4. Toutefois, il résulte de l'instruction, en particulier de la déclaration de dons de sommes d'argent du 22 avril 2014, que les parents de Mme F..., qui résidaient alors en Roumanie, ont versé 42 500 euros à chacune de leurs deux filles. B... donations ont permis à Mme F... et à sa sœur d'acheter, le 28 mai 2014, un mois seulement après la donation, un appartement à Chartres qui a été ensuite occupé à titre gratuit par les parents de Mme F... venus la rejoindre en France. Ainsi, les parents de la requérante se sont volontairement privés de leurs économies, soit 85 000 euros, sans contrepartie explicite, au profit de leurs enfants. A... résulte également de l'instruction que les parents de la contribuable étaient propriétaires en Roumanie d'une résidence principale, qu'ils pouvaient occuper sans exposer de dépenses et dont la valeur locative a été estimée à 300 euros mensuels, et d'une maison de campagne qu'ils ont conservée sans en tirer de revenus. Par suite, et alors même que les ressources mensuelles réelles de B... ascendants s'élevaient à la somme rappelée ci-dessus de 616 euros, à laquelle il convient d'ajouter les 530 euros mensuels versés par leurs deux filles et admis en tant que pension alimentaire déductible par l'administration, soit un total inférieur au SMIC mensuel, les circonstances énoncées ci-dessus, qui caractérisent une fraude à la loi, ne permettent pas d'établir, pour l'année 2015, l'état de besoin des parents de Mme F.... Il suit de là que l'administration était fondée, pour ce seul motif, à remettre en cause le caractère de pension alimentaire des versements restant en litige et, par suite, leur déductibilité des revenus imposables de Mme F... et M. C... sur le fondement des dispositions du 2° du II de l'article 156 du code général des impôts
5. Il résulte de ce qui précède que Mme F... et M. C... ne sont pas fondés à soutenir que c'est à tort que le tribunal administratif d'Orléans, par le jugement attaqué, a rejeté leur demande de décharge.
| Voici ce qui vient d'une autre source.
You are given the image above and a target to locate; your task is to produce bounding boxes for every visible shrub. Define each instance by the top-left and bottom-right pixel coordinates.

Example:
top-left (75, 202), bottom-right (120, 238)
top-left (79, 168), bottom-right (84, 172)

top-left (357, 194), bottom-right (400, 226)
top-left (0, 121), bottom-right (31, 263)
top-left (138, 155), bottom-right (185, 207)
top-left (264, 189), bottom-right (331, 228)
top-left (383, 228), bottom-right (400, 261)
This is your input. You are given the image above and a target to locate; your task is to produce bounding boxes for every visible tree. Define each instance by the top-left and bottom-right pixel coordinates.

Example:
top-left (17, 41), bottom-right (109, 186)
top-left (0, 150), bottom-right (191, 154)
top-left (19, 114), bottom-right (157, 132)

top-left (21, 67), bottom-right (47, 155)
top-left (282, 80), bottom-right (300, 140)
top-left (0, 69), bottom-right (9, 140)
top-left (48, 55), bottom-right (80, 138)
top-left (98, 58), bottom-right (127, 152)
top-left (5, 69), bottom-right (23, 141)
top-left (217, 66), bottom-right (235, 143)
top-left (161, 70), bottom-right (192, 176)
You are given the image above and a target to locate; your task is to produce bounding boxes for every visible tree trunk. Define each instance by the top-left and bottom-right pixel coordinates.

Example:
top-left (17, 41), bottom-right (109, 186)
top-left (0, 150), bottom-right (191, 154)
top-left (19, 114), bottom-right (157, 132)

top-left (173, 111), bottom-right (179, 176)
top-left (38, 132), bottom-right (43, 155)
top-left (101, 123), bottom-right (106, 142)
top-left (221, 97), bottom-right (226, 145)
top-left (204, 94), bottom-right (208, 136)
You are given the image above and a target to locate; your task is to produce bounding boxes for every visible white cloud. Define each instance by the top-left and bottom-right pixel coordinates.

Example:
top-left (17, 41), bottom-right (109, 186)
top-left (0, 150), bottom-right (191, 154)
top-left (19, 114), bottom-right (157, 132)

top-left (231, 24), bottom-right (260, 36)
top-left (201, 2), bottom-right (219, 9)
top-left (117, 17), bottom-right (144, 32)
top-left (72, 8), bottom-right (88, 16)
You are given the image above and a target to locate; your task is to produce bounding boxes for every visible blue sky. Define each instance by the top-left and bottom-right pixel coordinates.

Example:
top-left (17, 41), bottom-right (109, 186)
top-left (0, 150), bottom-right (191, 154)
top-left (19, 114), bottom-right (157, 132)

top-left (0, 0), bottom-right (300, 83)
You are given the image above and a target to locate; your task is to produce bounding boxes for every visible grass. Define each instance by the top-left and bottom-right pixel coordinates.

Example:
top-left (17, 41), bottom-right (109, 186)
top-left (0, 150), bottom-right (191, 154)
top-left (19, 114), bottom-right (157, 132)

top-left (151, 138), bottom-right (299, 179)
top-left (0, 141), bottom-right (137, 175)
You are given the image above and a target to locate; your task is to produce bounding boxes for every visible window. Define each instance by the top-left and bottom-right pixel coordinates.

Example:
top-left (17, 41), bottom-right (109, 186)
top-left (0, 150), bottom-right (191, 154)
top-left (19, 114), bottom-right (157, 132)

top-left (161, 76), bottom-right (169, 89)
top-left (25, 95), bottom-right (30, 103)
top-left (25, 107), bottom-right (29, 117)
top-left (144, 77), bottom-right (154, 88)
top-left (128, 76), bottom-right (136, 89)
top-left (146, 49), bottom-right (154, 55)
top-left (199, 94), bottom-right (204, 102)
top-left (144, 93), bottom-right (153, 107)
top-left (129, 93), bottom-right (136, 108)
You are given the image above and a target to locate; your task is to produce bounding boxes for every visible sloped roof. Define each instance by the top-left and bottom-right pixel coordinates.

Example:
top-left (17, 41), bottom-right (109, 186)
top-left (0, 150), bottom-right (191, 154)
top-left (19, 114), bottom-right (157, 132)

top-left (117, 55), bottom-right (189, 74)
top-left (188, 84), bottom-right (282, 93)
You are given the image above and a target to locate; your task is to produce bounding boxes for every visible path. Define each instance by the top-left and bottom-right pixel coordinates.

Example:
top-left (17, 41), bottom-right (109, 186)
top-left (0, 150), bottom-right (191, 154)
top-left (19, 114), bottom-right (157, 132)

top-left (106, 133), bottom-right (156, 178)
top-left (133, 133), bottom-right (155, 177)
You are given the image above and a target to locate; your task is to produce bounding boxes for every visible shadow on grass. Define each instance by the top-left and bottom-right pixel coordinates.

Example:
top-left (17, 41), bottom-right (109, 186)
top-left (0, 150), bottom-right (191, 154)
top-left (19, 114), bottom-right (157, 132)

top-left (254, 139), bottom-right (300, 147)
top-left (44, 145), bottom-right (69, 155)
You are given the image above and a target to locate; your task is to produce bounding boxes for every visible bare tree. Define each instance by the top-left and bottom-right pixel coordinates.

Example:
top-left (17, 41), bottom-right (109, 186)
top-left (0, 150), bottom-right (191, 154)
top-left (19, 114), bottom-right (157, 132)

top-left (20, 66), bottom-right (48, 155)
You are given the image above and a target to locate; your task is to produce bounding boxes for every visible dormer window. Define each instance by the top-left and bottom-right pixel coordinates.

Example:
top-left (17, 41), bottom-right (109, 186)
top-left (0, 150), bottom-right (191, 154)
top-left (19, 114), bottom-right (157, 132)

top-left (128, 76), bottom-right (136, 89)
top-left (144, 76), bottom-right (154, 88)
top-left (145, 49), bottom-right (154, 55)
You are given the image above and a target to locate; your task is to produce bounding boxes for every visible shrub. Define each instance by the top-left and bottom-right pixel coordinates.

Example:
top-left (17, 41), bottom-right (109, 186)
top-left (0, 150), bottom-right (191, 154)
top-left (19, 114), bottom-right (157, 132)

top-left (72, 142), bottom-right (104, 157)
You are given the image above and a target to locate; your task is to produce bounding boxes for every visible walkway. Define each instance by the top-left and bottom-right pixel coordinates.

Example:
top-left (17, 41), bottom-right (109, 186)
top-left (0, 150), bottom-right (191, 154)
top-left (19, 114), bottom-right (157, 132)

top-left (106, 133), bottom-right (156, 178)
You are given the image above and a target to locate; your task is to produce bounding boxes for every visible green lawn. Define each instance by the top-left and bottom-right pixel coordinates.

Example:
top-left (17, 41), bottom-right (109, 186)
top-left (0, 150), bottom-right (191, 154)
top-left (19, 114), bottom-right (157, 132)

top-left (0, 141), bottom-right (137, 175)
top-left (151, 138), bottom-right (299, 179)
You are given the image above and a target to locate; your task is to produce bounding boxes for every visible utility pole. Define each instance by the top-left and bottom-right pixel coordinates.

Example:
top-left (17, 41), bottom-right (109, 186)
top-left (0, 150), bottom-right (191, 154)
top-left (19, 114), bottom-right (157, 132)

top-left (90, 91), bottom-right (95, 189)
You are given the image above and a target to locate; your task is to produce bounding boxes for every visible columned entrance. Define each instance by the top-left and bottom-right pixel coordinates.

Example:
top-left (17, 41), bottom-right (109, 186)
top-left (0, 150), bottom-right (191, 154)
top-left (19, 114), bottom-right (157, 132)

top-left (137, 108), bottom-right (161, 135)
Par voie de conséquence, leurs conclusions tendant à restitution assortie d'intérêts moratoires et celles fondées sur l'article L. 761-1 du code de justice administrative doivent être rejetées.
DECIDE :
Article 1er : La requête de Mme F... et M. C... est rejetée.
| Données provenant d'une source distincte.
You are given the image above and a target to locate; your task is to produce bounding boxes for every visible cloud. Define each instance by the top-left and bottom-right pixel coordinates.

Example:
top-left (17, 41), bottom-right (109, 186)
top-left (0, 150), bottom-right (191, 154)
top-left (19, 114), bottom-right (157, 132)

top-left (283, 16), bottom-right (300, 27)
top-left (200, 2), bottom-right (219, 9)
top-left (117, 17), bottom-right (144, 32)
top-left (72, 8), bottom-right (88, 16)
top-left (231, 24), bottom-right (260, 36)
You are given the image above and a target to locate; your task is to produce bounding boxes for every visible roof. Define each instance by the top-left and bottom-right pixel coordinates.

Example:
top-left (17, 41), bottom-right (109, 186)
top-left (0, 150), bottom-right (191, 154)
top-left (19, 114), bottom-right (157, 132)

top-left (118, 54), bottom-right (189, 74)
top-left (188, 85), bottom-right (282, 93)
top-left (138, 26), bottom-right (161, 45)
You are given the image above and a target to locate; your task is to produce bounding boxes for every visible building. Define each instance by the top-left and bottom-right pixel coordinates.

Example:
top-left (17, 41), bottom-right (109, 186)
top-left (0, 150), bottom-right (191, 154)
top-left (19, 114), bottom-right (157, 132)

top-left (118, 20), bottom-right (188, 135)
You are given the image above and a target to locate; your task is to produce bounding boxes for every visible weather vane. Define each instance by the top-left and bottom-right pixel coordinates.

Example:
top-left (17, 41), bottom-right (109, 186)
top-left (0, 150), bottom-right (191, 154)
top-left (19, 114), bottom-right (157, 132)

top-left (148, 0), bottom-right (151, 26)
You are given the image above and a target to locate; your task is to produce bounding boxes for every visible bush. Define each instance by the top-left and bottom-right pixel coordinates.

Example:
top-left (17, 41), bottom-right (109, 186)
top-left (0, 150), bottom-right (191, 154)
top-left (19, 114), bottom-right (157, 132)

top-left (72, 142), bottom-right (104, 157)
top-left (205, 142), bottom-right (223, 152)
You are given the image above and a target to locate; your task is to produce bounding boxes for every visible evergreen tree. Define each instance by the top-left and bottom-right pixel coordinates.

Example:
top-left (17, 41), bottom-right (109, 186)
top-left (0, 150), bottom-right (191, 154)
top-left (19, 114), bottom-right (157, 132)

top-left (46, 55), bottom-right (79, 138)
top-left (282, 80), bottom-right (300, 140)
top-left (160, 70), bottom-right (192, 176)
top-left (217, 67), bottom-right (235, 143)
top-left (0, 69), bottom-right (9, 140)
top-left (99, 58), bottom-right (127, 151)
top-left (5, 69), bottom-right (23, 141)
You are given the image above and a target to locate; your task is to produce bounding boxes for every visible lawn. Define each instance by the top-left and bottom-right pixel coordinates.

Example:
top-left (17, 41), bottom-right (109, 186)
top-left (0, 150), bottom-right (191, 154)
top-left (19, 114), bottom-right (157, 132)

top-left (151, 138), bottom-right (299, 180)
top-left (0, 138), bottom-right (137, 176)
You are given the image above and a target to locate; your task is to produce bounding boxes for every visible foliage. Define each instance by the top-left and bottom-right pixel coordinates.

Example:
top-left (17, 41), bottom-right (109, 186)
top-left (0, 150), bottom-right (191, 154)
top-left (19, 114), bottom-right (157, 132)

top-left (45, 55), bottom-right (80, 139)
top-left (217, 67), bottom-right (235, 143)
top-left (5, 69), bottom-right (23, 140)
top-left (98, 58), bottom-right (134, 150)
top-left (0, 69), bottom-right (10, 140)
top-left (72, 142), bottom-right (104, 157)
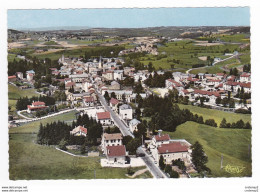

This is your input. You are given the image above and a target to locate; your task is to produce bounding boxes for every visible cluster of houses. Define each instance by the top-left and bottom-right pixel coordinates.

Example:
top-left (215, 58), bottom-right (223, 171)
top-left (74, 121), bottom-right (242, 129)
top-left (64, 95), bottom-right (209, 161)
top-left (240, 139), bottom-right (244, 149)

top-left (165, 72), bottom-right (251, 107)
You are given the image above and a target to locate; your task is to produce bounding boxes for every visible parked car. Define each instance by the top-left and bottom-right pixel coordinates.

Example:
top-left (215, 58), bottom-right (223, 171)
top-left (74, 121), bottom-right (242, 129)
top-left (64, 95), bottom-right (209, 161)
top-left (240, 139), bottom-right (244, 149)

top-left (136, 153), bottom-right (145, 157)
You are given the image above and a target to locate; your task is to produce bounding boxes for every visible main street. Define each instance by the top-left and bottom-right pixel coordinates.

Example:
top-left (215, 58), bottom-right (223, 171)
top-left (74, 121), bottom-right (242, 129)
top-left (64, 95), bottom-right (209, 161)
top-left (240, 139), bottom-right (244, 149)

top-left (137, 147), bottom-right (167, 178)
top-left (96, 87), bottom-right (167, 178)
top-left (96, 90), bottom-right (134, 138)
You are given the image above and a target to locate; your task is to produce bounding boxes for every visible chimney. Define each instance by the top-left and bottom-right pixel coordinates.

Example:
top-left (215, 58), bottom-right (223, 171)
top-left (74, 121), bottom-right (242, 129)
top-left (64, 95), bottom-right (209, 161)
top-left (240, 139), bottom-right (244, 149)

top-left (158, 129), bottom-right (162, 137)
Article 2 : Le présent arrêt sera notifié à Mme E... F..., à M. D... C... et au ministre de l'économie, des finances et de la relance.
Délibéré après l'audience du 9 décembre 2021, à laquelle siégeaient :

- Mme Perrot, présidente de chambre,
- M. Geffray, président assesseur,
- Mme Picquet, première conseillère.

Rendu public par mise à disposition au greffe le 7 janvier 2022.


La rapporteure
P. PicquetLa présidente
I. Perrot
La greffière
V. Desbouillons
La République mande et ordonne au ministre de l'économie, des finances et de la relance en ce qui le concerne, et à tous huissiers de justice à ce requis en ce qui concerne les voies de droit commun contre les parties privées, de pourvoir à l'exécution de la présente décision.